Saturday, September 10, 2011

Don't use it, lose it

People think that the easy dissemination of information makes it difficult to lose knowledge in the modern age.

Actually, it's extremely easy to to lose knowledge. Especially technical expertise. So much of it is very specialized and only existent in the private hands of corporations. And within these corporations, specific and important facts are only kept in the minds of a handful of people.

If the engineers depart and the line workers depart, without replacement, you've already lost most of the knowledge.

For instance, the principals of an internal combustion engine are well known, and there's quite a bit more than that circulating around in papers. Do you think that's enough to reconstruct a modern car engine? Engine fundamentals from the Model T to the Fiesta haven't changed. But over the last century, Ford has figured out how to squeeze out more than 3 times the mileage and 6 times the power with an engine volume of half the size. Do you know what they did? Do you think your educational institution knows what they did? Not a chance, unless your professor worked in a very specific field within the industry. Even then, his knowledge grows more outdated year by year as Ford engineers continue to squeeze out a few more percentage points of performance year by year.

Or let's say that you already know that you can get a 5% efficiency gain by tweaking the inlet aero. How would you know where to tweak? You'd have to go through all the testing that was done before, and you'd need to design and build the infrastructure to conduct the tests in the first place.

It's the same across all fields, from cars to bridges to computers. Good luck building a modern virtual machine using the Dragon Book. And that's still only talking design knowledge.

Im CAD hat's passt.

It fits in CAD. Not good enough.

You can't learn how to build something without actually building it and, more than anything else, this is something kept exclusively in the minds of workers. And god help you if the toolset had been struck already (which is common), because now all of sudden all of your work instructions are worthless without the accompanying equipment. Now you have to redesign and rebuild the infrastructure too and go through the teething process all over again. Think you can make a violin from an instruction book? Nope, you learn by building a violin and a lot of crappy violins.

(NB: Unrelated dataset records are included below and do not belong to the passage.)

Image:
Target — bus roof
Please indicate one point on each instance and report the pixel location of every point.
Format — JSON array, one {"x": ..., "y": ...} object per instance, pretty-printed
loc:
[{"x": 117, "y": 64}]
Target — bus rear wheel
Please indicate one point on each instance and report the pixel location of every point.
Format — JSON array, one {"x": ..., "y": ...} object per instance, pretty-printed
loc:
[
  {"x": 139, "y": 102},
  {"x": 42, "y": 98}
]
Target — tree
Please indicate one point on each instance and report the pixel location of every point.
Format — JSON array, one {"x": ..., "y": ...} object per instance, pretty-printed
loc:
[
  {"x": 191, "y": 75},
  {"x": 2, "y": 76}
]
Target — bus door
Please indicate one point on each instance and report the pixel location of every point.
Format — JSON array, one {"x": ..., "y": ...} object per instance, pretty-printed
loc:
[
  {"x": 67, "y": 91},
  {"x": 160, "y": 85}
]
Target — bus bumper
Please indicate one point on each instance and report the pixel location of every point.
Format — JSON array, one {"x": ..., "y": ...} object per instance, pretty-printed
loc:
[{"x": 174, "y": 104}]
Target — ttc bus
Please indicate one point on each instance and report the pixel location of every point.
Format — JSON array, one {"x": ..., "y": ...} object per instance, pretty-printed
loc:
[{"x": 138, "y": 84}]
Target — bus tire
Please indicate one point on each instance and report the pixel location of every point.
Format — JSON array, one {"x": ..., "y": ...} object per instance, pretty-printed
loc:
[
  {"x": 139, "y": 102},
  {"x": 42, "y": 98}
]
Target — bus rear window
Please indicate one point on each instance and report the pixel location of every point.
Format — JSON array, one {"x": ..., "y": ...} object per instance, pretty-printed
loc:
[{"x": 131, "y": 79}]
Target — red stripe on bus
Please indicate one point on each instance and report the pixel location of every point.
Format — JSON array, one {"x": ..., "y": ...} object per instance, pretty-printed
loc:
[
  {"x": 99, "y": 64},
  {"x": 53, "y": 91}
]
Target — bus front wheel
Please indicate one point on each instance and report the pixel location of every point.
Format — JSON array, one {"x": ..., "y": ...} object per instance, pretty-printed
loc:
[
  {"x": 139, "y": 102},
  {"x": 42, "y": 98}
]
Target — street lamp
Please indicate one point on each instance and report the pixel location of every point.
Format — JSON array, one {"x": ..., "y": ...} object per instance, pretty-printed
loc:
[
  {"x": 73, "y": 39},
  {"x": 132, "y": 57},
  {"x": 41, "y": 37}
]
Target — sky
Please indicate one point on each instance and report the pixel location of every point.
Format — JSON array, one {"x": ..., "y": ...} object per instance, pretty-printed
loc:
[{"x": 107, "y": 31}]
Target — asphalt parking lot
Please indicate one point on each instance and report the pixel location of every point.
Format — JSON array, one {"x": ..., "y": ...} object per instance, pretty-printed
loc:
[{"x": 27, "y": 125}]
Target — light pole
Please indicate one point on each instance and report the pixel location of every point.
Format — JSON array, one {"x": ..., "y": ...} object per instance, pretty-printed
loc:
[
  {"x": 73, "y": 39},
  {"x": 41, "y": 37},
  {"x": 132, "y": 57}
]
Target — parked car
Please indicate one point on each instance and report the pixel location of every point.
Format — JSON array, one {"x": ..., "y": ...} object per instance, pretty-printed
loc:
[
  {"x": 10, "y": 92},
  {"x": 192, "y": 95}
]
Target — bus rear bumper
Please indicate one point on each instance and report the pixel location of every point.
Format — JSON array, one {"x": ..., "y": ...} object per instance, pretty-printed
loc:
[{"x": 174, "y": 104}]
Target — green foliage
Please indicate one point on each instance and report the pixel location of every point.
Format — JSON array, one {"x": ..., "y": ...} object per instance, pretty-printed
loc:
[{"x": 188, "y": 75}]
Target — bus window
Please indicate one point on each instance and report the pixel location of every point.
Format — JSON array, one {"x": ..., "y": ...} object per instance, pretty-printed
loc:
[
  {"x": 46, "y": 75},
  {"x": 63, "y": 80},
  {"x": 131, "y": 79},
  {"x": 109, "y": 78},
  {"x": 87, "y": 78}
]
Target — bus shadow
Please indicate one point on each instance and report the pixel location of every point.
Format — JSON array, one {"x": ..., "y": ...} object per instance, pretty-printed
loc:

See how we've decided to stop going to the moon for a couple of decades and suddenly it's a pain in the ass to figure out how to do it again. And that's with all of the previous generation's artifacts around, more computing power than our predecessors could ever imagine and an extremely competent corp of people who've been shooting things into space non-stop in the intermediate period. Sure you don't have to go though the paradigm shift breakthroughs again, but most of being able to do something is just grinding, and that's a feat that'll need to be replicated if you ever forget. Technology has not dark age proofed us.